6Ce qui frappe, c’est la constance du phénomène dans l’ensemble des promotions (tableau 1). Seule la première décennie 1870 se distingue, avec 24 % seulement des ingénieurs passés par une entreprise ; ensuite, la proportion n’est jamais inférieure à 51 % (années 1890) et atteint un maximum de 75 % (années 1930). Le pourcentage retombe légèrement autour de 60-65 % dans l’après-guerre, mais les effectifs concernés sont plus importants, avec des promotions nettement plus nombreuses.

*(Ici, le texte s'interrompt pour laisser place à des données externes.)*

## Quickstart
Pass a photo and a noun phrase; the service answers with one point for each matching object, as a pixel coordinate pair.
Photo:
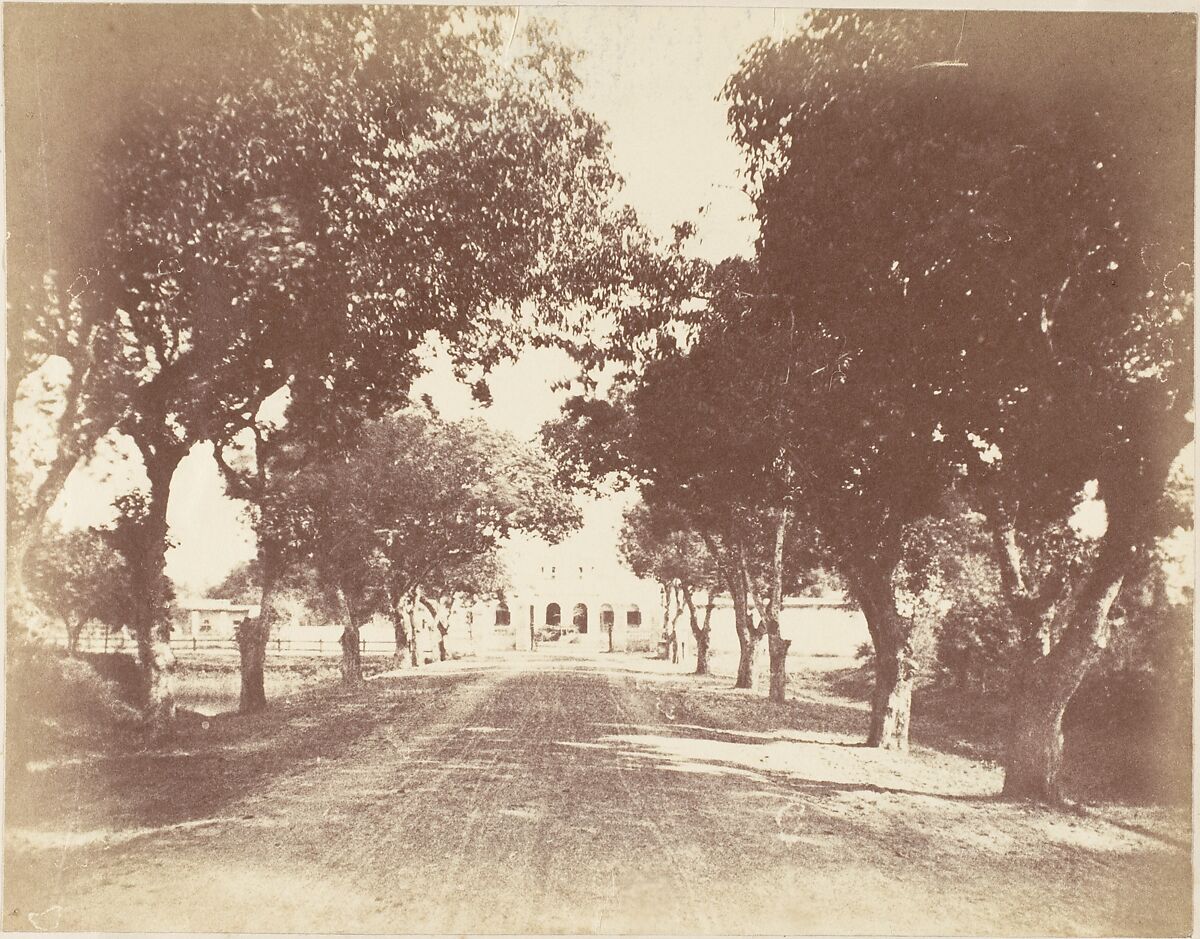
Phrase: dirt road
(541, 794)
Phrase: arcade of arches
(581, 617)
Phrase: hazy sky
(652, 75)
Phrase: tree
(1012, 300)
(237, 257)
(77, 576)
(658, 544)
(417, 507)
(463, 585)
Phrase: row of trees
(972, 286)
(285, 229)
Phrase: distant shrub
(57, 700)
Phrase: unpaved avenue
(538, 794)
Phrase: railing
(227, 645)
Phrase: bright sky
(652, 75)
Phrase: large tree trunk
(892, 697)
(399, 632)
(252, 638)
(414, 657)
(153, 590)
(351, 641)
(352, 655)
(894, 662)
(1033, 759)
(701, 633)
(748, 646)
(778, 646)
(73, 631)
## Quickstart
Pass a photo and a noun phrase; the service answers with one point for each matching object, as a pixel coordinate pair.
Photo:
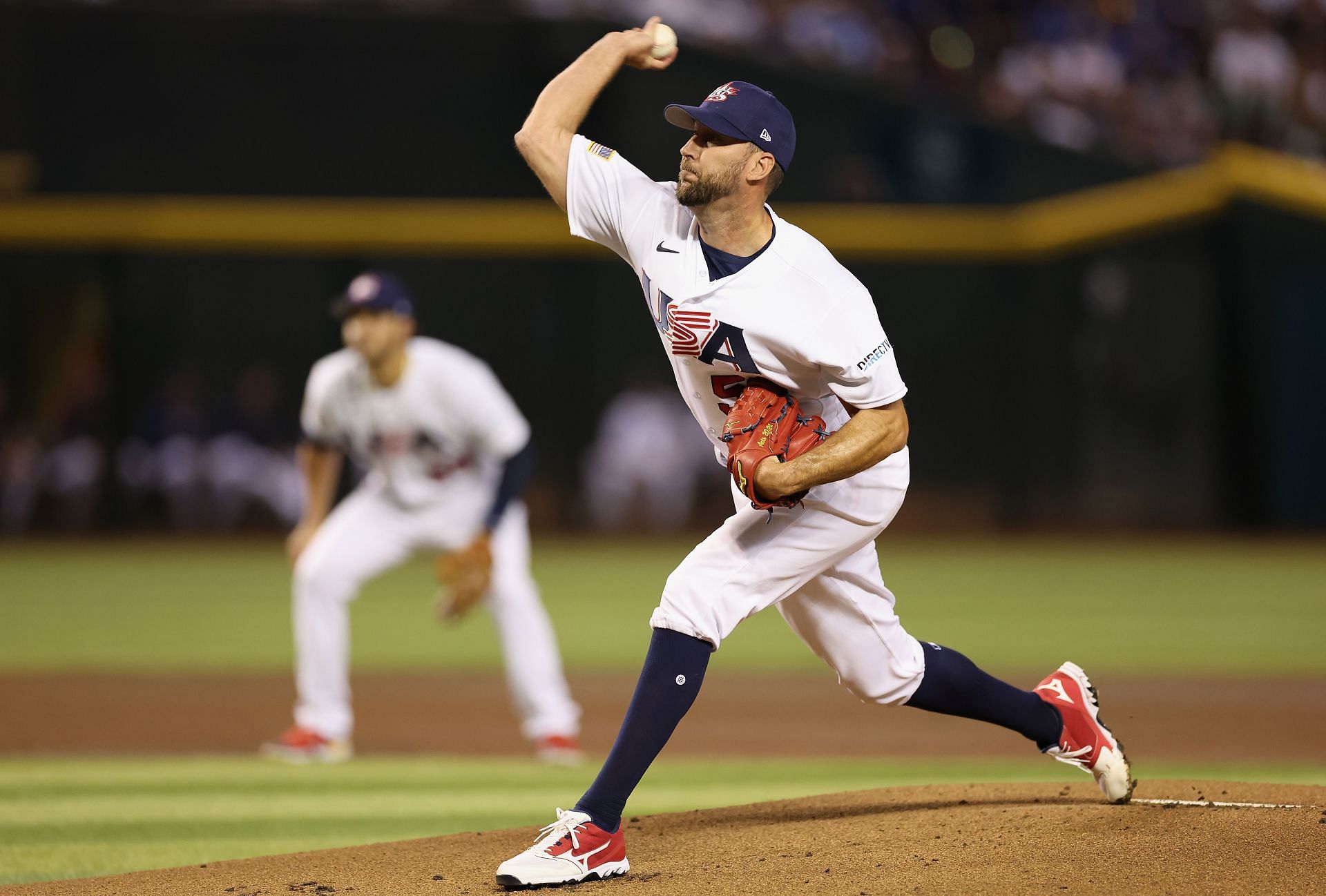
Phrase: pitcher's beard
(704, 190)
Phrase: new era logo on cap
(744, 112)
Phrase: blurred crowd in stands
(1153, 81)
(187, 465)
(193, 465)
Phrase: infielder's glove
(463, 578)
(765, 422)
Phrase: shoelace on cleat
(1075, 757)
(564, 826)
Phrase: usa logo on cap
(720, 95)
(364, 289)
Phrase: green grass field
(72, 818)
(1203, 607)
(1189, 607)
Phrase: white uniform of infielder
(736, 293)
(434, 445)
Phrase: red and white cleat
(300, 746)
(559, 749)
(1085, 741)
(568, 851)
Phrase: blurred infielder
(774, 344)
(448, 455)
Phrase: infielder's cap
(744, 112)
(374, 291)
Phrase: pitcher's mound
(943, 839)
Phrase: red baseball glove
(765, 422)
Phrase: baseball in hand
(664, 41)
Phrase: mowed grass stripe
(169, 812)
(1211, 607)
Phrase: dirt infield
(948, 839)
(744, 714)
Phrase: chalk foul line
(1216, 802)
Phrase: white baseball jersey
(794, 315)
(438, 435)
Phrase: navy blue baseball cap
(374, 291)
(744, 112)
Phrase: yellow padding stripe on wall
(536, 228)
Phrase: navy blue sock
(955, 687)
(674, 670)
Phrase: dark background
(1166, 382)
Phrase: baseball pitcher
(779, 351)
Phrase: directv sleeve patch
(876, 354)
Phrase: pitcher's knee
(889, 684)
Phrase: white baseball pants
(367, 534)
(818, 565)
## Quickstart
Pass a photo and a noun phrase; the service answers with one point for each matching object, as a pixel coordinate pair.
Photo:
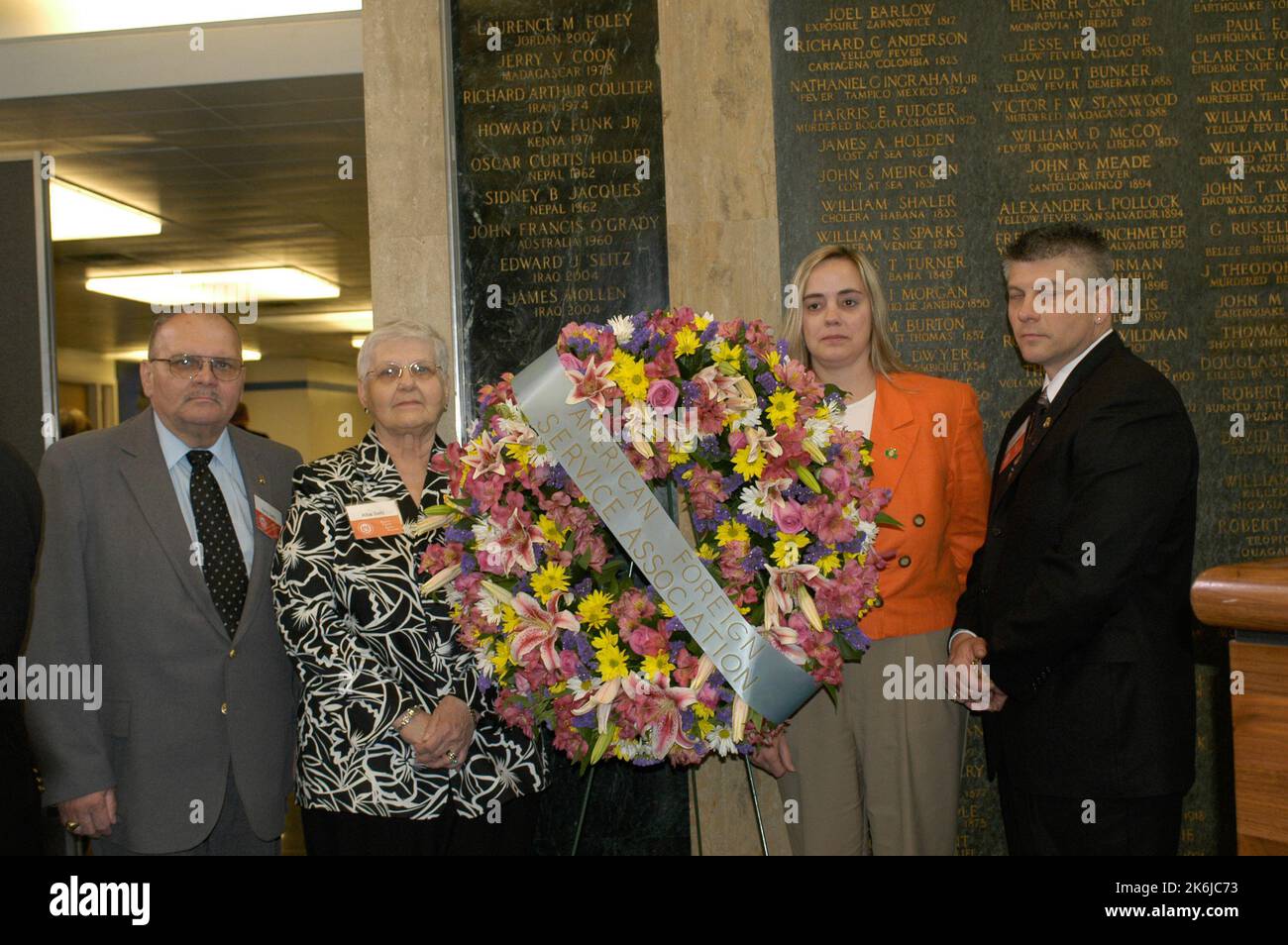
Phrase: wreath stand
(668, 498)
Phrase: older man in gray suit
(159, 538)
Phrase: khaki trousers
(876, 776)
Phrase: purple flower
(571, 639)
(857, 639)
(800, 492)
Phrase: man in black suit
(1078, 600)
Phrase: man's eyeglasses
(389, 373)
(188, 366)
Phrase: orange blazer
(927, 447)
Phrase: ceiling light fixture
(80, 214)
(217, 287)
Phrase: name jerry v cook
(75, 682)
(622, 499)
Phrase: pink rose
(662, 395)
(789, 516)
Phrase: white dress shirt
(227, 471)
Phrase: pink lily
(540, 628)
(590, 382)
(784, 584)
(513, 545)
(484, 455)
(664, 704)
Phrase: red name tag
(268, 519)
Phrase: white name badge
(267, 519)
(374, 519)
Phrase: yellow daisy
(612, 664)
(827, 564)
(658, 665)
(782, 407)
(549, 580)
(787, 549)
(750, 471)
(629, 374)
(730, 532)
(592, 609)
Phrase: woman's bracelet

7Il s’agit donc d’un phénomène massif, dominant, pas d’une exception. On peut même considérer qu’il s’agit d’une norme. Une carrière d’ingénieur des Mines débouche généralement dans une entreprise. Les parcours alternatifs sont minoritaires20 : ils ne sont qu’un tiers (33 %) à avoir fait une carrière administrative jusqu’au grade le plus élevé, comme inspecteur, puis ingénieur général des Mines, et encore pour un tiers à nouveau d’entre eux, sans que cela exclue d’être également passés par une entreprise. Il n’en faut, il est vrai, que quelques-uns pour gérer le corps en fin de carrière au sein du Conseil général des mines. Parmi les fonctions accessibles par simples détachements, les postes de directeurs ministériels sont souvent atteints dès la quarantaine par quelques-uns, et les autres établissements publics administratifs n’offrent qu’un nombre restreint de postes de haut niveau. Le corps serait bien embarrassé de ses membres s’ils restaient tous dans les cadres jusqu’à leur retraite. Une autre filière alternative est celle d’une carrière académique ou scientifique, comme enseignant ou à la direction des écoles des mines, comme professeur dans d’autres établissements d’enseignement supérieur, ou comme chercheur dans des établissements de recherche comme le CNRS ou le CEA, mais elle ne concerne qu’environ 10 % de la population21. Beaucoup plus marginales sont les carrières politiques plus ou moins durables (7 cas hors simples ministères « techniques » ponctuels) ou les entrées en religion (3 cas).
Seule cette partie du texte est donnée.